Il y a quelques mois, Jennifer Lawrence et Josh Hutcherson créaient l’événement à Noisy-le-Grand et Ivry-sur-Seine : les deux jeunes stars y étaient présentes pour le tournage du dernier épisode de la saga Hunger Games, sortie le 18 novembre dernier dans les salles. Presqu’en même temps qu’eux, des danseurs du New York City Ballet étaient les héros d’un film tourné au pied des tours de la cité des Bosquets à Montfermeil. Récent lauréat de la Bourse du talent, Laurent Kronental a quant à lui passé quatre années dans ces mêmes quartiers. Loin des caméras et des spotlights d’Hollywood, le jeune photographe y a en effet rencontré des personnes âgées, témoins de la vie de ces grands ensembles depuis leur construction dans les Trente Glorieuses jusqu’à aujourd’hui.
Pourquoi décide-ton, un jour, d’aller passer des heures en banlieue avec son appareil photo ?
Laurent Kronental : D’abord parce que j’ai toujours été passionné par les villes : on m’avait offert un livre sur Hong-Kong quand j’avais 11 ans, il m’avait totalement fasciné. J’ai toujours voué une grande admiration pour les espaces urbains et les structures monumentales. J’habite à côté du quartier des Damiers, à Courbevoie : je l’ai traversé des milliers de fois pendant ma jeunesse pour prendre le métro. Ce quartier, comme celui de Pablo Picasso, tout proche à Nanterre, s’est révélé essentiel dans ma démarche. Il y a une singularité brutale dans les formes, un côté organique aussi, un urbanisme spectaculaire qui s’avère bien plus captivant que le décor de La Défense, à mes yeux. Ces architectures paraissent venue d’une autre époque : elles sont totalement rétro-futuristes.
Pour autant, votre projet ne se limite pas à de simples photos d’architecture…
Je voulais un projet qui ait du sens. J’aurais souhaité mieux connaître mes grands-parents… Je me suis souvent demandé comment était la vie à leur époque, ce qui constitue les différences entre nos générations. Je voulais aussi comprendre ce qui nous rassemble malgré notre différence d’âge. Je ressens beaucoup d’interrogations et de curiosité face à ces seniors. L’idée de ce sujet est venue de la rencontre d’un couple de personnes âgées qui vivaient dans une petite rue champêtre, à Courbevoie. On avait l’impression d’être à la campagne, alors qu’il y avait La Défense juste derrière. Je me suis dit qu’il y avait quelque chose à faire sur le changement d’époque et le passage de générations. Imaginer quelle était la vie des gens avant l’arrivée des grands ensembles, comment et pourquoi certains ont décidé d’y habiter. Je souhaitais à la fois parler d’architecture et d’humain. Il y a un parallèle intéressant à établir entre le vieillissement de ces structures et le vieillissement humain.
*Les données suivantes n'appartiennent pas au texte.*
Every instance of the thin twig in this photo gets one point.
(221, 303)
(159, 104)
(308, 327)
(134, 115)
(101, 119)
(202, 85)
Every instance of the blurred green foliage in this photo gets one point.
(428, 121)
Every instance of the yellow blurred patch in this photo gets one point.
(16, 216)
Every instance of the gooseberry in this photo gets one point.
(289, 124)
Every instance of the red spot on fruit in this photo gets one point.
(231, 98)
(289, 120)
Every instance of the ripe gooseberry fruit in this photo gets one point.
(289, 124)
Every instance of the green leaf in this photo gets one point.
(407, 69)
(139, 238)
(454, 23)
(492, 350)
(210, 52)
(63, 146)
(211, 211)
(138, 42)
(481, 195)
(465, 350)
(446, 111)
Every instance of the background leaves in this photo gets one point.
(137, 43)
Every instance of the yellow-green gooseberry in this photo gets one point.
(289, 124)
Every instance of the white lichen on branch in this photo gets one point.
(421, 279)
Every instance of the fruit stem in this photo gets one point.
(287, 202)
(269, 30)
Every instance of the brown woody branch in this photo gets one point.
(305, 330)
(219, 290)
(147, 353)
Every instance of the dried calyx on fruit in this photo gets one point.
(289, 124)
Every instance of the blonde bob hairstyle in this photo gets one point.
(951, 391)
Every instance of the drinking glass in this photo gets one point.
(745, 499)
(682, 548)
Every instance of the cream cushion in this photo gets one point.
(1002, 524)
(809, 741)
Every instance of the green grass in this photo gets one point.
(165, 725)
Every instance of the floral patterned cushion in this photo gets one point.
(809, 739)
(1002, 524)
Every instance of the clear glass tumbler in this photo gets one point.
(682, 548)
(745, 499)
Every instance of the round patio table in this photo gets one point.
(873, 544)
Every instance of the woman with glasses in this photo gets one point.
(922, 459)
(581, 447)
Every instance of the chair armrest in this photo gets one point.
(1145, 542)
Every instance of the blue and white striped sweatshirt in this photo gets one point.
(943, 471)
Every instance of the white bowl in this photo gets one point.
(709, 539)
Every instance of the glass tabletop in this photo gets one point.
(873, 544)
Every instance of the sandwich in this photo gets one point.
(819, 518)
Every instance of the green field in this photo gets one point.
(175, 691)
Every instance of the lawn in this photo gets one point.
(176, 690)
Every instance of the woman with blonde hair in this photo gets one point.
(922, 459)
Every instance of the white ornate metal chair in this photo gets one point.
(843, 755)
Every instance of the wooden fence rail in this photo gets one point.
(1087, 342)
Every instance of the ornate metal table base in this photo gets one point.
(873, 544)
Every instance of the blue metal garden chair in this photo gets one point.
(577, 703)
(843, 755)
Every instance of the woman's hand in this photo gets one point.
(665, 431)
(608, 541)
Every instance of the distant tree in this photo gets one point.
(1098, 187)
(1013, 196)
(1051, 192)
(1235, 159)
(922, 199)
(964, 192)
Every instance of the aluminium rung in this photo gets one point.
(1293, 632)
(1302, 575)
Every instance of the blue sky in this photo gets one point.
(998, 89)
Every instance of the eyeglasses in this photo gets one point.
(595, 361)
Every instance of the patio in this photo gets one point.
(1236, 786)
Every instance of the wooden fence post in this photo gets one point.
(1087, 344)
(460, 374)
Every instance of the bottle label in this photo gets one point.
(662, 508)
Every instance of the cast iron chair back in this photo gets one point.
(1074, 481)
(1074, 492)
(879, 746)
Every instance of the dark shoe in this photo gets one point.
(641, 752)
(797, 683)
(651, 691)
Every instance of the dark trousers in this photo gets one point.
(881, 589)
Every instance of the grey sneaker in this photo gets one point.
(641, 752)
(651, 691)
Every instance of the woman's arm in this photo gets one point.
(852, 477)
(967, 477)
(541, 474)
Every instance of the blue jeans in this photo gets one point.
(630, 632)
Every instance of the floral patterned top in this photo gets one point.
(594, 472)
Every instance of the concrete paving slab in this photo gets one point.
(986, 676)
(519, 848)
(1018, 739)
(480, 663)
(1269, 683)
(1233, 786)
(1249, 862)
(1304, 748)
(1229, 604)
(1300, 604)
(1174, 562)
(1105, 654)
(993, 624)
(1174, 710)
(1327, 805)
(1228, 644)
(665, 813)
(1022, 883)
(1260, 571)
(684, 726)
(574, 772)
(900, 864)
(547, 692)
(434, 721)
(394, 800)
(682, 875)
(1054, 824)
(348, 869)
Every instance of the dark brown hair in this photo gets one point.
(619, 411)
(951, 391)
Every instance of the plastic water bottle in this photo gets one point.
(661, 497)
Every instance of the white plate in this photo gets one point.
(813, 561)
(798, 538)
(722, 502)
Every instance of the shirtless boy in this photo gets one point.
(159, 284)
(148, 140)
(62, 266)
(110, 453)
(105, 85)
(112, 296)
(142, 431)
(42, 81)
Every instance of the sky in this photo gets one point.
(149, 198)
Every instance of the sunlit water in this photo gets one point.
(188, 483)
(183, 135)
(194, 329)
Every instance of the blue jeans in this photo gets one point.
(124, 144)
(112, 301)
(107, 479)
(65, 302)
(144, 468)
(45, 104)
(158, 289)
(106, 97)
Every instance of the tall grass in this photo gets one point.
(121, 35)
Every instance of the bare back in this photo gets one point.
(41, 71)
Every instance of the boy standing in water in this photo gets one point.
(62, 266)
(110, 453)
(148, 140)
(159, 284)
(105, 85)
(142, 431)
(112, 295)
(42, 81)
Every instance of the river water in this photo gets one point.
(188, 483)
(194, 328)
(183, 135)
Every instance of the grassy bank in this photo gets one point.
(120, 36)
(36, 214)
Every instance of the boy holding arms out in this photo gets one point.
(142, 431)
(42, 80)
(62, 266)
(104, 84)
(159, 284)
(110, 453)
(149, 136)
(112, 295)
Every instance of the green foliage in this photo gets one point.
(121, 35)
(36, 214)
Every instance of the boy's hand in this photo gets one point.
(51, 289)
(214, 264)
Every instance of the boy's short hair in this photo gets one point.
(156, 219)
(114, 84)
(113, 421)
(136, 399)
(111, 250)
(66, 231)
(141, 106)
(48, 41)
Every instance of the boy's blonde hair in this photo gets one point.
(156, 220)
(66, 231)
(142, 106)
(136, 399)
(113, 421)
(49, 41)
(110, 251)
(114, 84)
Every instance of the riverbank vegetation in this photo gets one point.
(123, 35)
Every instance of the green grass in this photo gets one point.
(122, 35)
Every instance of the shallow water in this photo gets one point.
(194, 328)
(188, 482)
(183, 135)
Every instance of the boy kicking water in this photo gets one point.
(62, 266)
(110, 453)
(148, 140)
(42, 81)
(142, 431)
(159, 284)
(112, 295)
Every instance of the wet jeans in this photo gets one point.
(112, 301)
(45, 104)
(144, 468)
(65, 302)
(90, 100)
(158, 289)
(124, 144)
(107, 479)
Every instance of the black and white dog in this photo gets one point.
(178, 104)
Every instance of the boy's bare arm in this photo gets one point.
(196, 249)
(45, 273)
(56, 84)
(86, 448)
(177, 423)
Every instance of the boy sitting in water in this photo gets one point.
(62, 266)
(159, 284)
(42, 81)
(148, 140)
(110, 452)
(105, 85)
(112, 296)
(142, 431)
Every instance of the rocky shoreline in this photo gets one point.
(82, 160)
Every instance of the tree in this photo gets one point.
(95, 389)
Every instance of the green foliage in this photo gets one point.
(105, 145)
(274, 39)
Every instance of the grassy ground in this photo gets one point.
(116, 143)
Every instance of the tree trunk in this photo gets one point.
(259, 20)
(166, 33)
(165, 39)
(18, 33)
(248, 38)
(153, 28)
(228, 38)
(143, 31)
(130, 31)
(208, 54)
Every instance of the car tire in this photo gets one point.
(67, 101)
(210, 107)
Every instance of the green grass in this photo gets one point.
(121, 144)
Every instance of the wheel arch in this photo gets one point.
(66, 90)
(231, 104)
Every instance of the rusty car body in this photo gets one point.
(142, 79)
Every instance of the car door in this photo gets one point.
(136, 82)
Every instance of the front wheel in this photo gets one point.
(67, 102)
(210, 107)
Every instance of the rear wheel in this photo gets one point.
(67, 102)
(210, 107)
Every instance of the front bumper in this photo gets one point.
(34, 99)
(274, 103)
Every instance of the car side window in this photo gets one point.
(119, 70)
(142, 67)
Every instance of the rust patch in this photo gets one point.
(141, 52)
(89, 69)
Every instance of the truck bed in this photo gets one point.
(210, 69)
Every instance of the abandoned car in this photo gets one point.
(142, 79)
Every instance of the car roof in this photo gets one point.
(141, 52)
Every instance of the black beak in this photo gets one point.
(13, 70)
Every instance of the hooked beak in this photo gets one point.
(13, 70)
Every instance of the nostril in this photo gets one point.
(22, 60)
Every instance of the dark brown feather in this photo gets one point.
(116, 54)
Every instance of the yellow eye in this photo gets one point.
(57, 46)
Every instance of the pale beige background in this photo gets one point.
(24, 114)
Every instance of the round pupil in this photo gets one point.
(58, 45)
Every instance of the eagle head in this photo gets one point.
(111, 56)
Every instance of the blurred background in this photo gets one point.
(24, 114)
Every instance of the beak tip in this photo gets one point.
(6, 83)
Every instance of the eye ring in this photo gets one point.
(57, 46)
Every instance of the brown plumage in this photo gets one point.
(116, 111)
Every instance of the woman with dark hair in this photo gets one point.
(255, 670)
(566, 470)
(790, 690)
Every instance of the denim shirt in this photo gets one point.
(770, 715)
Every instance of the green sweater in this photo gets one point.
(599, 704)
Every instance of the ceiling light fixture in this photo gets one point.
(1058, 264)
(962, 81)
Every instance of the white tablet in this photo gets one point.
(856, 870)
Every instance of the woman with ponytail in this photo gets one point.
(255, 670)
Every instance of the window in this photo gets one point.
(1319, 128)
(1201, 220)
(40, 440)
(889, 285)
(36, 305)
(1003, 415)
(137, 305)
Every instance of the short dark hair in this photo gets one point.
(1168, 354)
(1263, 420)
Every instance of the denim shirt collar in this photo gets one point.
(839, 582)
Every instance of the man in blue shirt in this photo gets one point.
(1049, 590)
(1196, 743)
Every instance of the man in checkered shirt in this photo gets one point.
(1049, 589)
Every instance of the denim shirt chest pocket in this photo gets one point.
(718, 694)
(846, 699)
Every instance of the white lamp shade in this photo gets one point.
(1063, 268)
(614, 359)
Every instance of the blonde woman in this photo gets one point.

Justement, concernant ce vieillissement, Ricardo Bofill, l’architecte qui a conçu les Espaces d’Abraxas à Noisy-le-Grand, disait récemment qu’il n’avait pas totalement réussi son projet. Qu’en pensez-vous ?
Il a dit aussi qu’il ne l’avait pas totalement raté ! Mais à vrai dire, j’ai du mal à répondre à la question de savoir si ces architectures utopiques sont un échec ou un succès. Je ne suis pas architecte, ni urbaniste, ni sociologue. J’essaye simplement d’écrire une histoire pour les gens qui regardent mes images, de susciter des interrogations…
Cela fonctionne d’autant mieux que ces quartiers véhiculent un imaginaire très fort. Certaines scènes du dernier épisode du film Hunger Games ont ainsi été tournées à Noisy-le-Grand et à Ivry-sur-Seine. Des endroits où vous avez travaillé…
C’est vrai. A Noisy-le-Grand, il y avait déjà eu le tournage du film Brazil dans les années 80. A l’époque, ils s’étaient déjà servis de ces espaces pour présenter une vision de la ville du futur. C’est le cas aussi dans ce dernier volet d’Hunger Games.
C’est forcément une source d’inspiration pour un photographe : comment avez-vous construit votre sujet du point de vue esthétique ?
J’avais avant tout envie de proposer un autre regard sur ces quartiers. Il y a finalement peu de photographes qui ont travaillé sur ce sujet. Parmi ceux qui ont produit de belles séries, je pense à Mathieu Pernot, et son travail Le Grand ensemble, qui évoquait entre autres la destruction des quartiers d’habitat social. Ou Cyrus Cornut, dont vous avez déjà présenté le travail. Dans Souvenir d’un futur, je voulais une ville vidée de ses habitants. Et proposer des points de vue insolites, une vision architecturale puissante : rendre la démesure et le gigantisme de ces ensembles. Donc il y avait un véritable travail de cadrage à réaliser, comme le choix de l’endroit d’où étaient réalisées les prises de vue : au sol, depuis des balcons ou des parkings… C’est la raison pour laquelle j’ai travaillé à la chambre argentique, qui permet de réaliser des décentrements : l’idée étant d’avoir des lignes bien droites, mais aussi de voir plus haut, plus large. Et pour les couleurs, j’ai fait le choix de travailler tôt, aux heures bleues du matin et pendant le lever de soleil, ou en fin de soirée à la tombée de la nuit. Il y a un côté énigmatique dans les lumières et un sentiment post-apocalyptique qui se dégage des clichés. L’idée d’un monde parallèle, en quelque sorte, où seules les personnes âgées, qui habitent ces quartiers, pouvaient encore témoigner. C’était une façon, aussi, de brouiller les repères de temporalité.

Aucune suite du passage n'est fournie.